Voici les principales mesures du projet de loi sur la justice criminelle, examiné à partir de lundi en séance publique au Sénat.
- "Procédure de jugement des crimes reconnus": un nouveau "plaider-coupable"
Mesure phare du projet de loi, l'instauration d'une "procédure de jugement des crimes reconnus" (PJCR) ou un "plaider-coupable" pour les infractions les plus graves.
Si le droit français connaît déjà depuis plus de 20 ans une comparution sur reconnaissance préalable de culpabilité (CPRC) pour les délits, son corollaire criminel se veut davantage contraint: le projet prévoit que la PJCR ne soit mise en oeuvre qu'à l'issue de l'instruction, avec l'accord de toutes les parties - accusé, partie civile et parquet.
Elle ne pourra concerner que les affaires avec un seul mis en cause.
En commission, les sénateurs ont également prévu de circonscrire la procédure aux dossiers ne concernant qu'une seule victime, de même qu'ils ont allongé de 10 à 15 jours les délais dont disposera l'accusé pour donner son accord à l'engagement de la procédure simplifiée, puis à la peine proposée par le ministère public, à l'issue d'une négociation avec ses avocats, dont l'assistance sera obligatoire.
Cette dernière ne pourra excéder les deux tiers du maximum encouru (ou 30 ans de réclusion si la peine encourue est la perpétuité).
Une audience "d'homologation" doit ensuite se tenir devant trois magistrats professionnels, sans témoins ni experts.
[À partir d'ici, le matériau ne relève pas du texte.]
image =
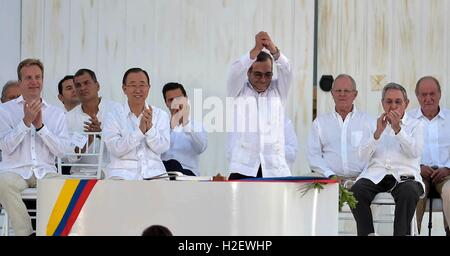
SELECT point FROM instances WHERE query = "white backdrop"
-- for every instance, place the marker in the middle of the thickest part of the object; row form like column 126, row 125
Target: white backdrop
column 189, row 41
Elle sera publique.
Les sénateurs ont également exclu certains crimes sexuels du champ de cette nouvelle procédure, comme le viol sur mineur de 15 ans et le viol aggravé, ainsi que le proxénétisme sur mineur, alors que le texte initial avait déjà écarté les crimes contre l'humanité et le terrorisme.
L'un des articles du projet de loi prévoit surtout qu'"à tous les stades de la procédure, le désaccord de l'accusé (...) met fin à la procédure", ainsi qu'"en cas d'opposition de la partie civile".
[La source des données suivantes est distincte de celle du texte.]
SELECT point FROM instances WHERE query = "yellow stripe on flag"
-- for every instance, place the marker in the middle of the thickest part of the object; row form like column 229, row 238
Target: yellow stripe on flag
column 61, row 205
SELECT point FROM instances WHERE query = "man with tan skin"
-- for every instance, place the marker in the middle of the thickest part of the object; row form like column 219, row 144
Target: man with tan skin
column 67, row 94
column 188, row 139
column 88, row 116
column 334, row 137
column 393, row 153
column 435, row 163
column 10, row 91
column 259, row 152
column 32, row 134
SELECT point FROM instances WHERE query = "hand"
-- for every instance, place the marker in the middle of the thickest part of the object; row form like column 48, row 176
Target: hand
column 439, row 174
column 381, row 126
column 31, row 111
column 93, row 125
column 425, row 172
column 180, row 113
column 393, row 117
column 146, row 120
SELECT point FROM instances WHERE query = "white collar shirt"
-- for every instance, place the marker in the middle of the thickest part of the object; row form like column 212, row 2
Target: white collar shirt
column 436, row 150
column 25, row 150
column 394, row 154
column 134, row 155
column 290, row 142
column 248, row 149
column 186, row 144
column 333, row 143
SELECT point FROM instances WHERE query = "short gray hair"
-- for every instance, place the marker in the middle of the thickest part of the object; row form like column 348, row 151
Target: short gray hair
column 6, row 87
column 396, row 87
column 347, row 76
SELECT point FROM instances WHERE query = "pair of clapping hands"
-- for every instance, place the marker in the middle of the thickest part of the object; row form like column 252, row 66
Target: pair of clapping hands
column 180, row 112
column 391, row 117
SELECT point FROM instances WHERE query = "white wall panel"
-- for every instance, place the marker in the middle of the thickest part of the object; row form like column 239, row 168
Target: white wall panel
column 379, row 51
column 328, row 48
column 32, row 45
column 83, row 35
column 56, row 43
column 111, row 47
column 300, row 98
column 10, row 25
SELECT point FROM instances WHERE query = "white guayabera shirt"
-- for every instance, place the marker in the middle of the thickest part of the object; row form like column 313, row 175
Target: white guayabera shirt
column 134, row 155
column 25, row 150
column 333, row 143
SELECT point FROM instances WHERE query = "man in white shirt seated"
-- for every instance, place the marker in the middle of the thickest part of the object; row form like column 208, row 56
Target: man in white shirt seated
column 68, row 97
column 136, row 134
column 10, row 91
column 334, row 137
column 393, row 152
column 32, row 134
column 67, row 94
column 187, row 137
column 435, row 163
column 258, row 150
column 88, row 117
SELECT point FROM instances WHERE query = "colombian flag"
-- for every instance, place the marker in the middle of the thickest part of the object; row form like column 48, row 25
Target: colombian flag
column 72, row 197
Le condamné peut également faire appel de la décision homologuée, qui sera alors examinée par une juridiction criminelle ordinaire.
- Réforme des cours criminelles
Expérimentées dès 2019 et généralisées en 2023, les cours criminelles départementales (CCD) jugent les crimes punis de 15 à 20 ans de réclusion criminelle, les cours d'assises ne jugeant que ceux dont la peine encourue est supérieure.
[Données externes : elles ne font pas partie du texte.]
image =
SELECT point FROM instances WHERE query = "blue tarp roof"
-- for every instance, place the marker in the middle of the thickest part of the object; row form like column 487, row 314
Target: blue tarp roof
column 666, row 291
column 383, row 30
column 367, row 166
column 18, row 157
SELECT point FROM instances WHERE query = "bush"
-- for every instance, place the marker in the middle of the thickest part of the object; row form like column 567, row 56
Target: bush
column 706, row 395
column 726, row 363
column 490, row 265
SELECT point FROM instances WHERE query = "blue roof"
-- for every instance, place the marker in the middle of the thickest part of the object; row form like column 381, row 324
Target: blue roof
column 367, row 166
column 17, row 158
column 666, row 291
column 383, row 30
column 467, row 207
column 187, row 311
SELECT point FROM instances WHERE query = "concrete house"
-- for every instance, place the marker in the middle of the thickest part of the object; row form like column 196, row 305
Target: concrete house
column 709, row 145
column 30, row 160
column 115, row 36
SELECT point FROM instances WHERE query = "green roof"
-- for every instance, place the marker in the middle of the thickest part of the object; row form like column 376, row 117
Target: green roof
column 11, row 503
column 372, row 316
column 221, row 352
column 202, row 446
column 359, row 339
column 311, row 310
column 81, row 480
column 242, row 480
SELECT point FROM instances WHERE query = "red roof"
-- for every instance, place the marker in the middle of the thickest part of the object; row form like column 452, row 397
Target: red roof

Dans la pratique, environ 85% des affaires devant les CCD sont des viols.
Parmi les cinq magistrats qui composent la cour, le texte prévoit que deux ne soient plus stricto sensu des professionnels, mais par exemple des juges honoraires, avocats honoraires ou citoyens formés et qualifiés, sur le modèle de ceux des tribunaux pour enfants.
Le projet prévoit également que l'appel se fasse devant une autre cour criminelle, et non plus devant la cour d'assises comme aujourd'hui.
Gérald Darmanin souhaite enfin une multiplication des cours criminelles, alors qu'il n'en existe jusqu'alors qu'une par département.
- Généalogie génétique
Le texte du garde des Sceaux comporte un volet sur l'autorisation de recourir à la généalogie génétique, en permettant de consulter des bases de données privées, généralement américaines, alimentées par des analyses génétiques "récréatives", par exemple pour établir une origine ethnique ou un lien de parenté.
Cette nouvelle possibilité nécessitera l'autorisation du juge des libertés et de la détention.
- Détention provisoire
L'expiration du délai de 30 jours pour statuer sur une demande de mise en liberté ne provoquera plus la remise en liberté immédiate, mais l'obligation de convoquer sous 24 heures un débat contradictoire dans les cinq jours afin de statuer sur la demande.
De même, le texte prévoit que, pour les infractions punies d'au moins cinq ans de prison, lorsque le mandat de dépôt demeure valide mais que le temps pour convoquer la personne est écoulé, une prolongation de la détention provisoire soit possible. A condition que la remise en liberté ne cause un risque d'une particulière gravité ou qu'il existe un risque très élevé de fuite.